We had prearranged van transportation services from “Freddy” for our time in Dar es Salaam and headed to the Slipway area divided by an artisan market area and the upscale shopping promenade littered with comfortable cafes with a view of Oyster Bay and welcoming breeze. We shopped and photographed the market for a while and then plonked ourselves down for beers and variety of appetizer plates – fried octopus, veggie rolls, beef and chicken satay, wings and prawn rolls. We probably could not have defined the haves vs have nots better than this area where we were challenged by security as we approached the promenade. Apparently, ‘tourists’ are welcome to take pics, but locals would be charged a photo fee. Interesting.
We had a lovely swim and dinner at a local friend’s house complete with the cook, Njeera, making homemade pizza and samosas as appetizers followed by broccoli salad, avocado, carrots, chicken with brown and white rice. Family-style with 16 of us around the table and coffee table.
Blissfully back to the hotel before 9 for an early night. I spent an hour or so downloading pics on the free Wi-Fi and settled in before midnight. It was a fitful night with some digestive challenges for me. It didn’t help that an earth-shatteringly-loud rainstorm spent a half hour pummeling our upper floor tin roof making all of us think it was an evacuation possibility. Striking at 1:30 coincided with our party’s natural jetlag giving all of us an even playing field the next morning. Feeling sluggish but better by breakfast, I really appreciated the eggs and sort of sad croissant. It’s always interesting to me how challenged bread products are in many countries.
Our group joke is becoming “How late with Freddy be?” He likely won’t top the 1st day 45-minute delay setting an excellent first impression. Mbari (welcome) to Tanzania! Generally, he has 2 or 3 vehicles to shuttle us from place to place while in Dar es Salaam.

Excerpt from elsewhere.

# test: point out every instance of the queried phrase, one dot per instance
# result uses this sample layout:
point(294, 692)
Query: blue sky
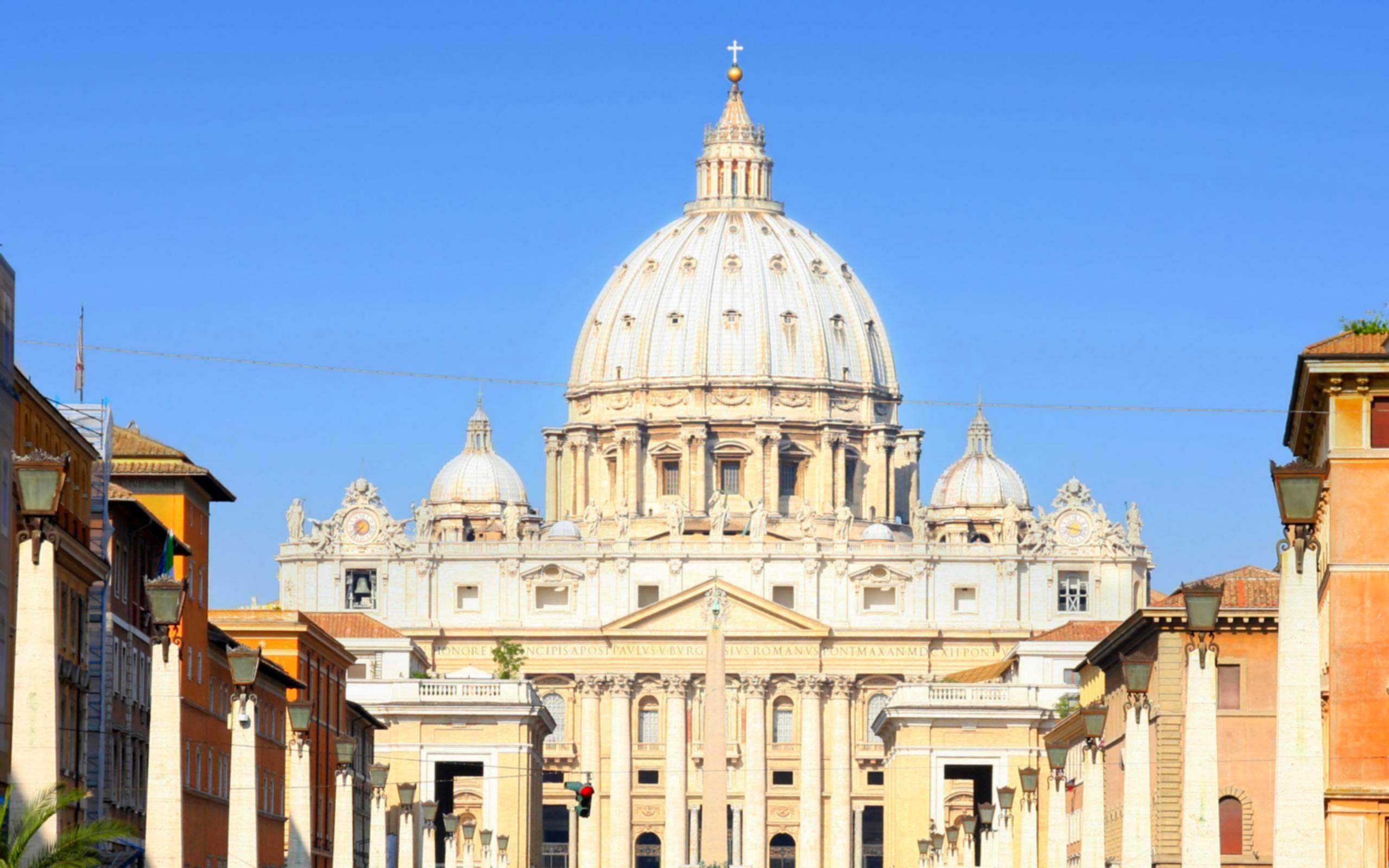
point(1066, 203)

I’ve had a couple great conversations with the drivers already. Amon was born in ’93 near Lake Victoria – 1.5 days away by bus. As the only son, he works in the big city to support his family and only visits every December when the tourism season decreases. And Stephano is a little younger, also not married but did finish high school at age 16 like everyone else. He told us school is ages 6-16 from 7 AM – 2 PM as we passed kids lined up waiting for buses.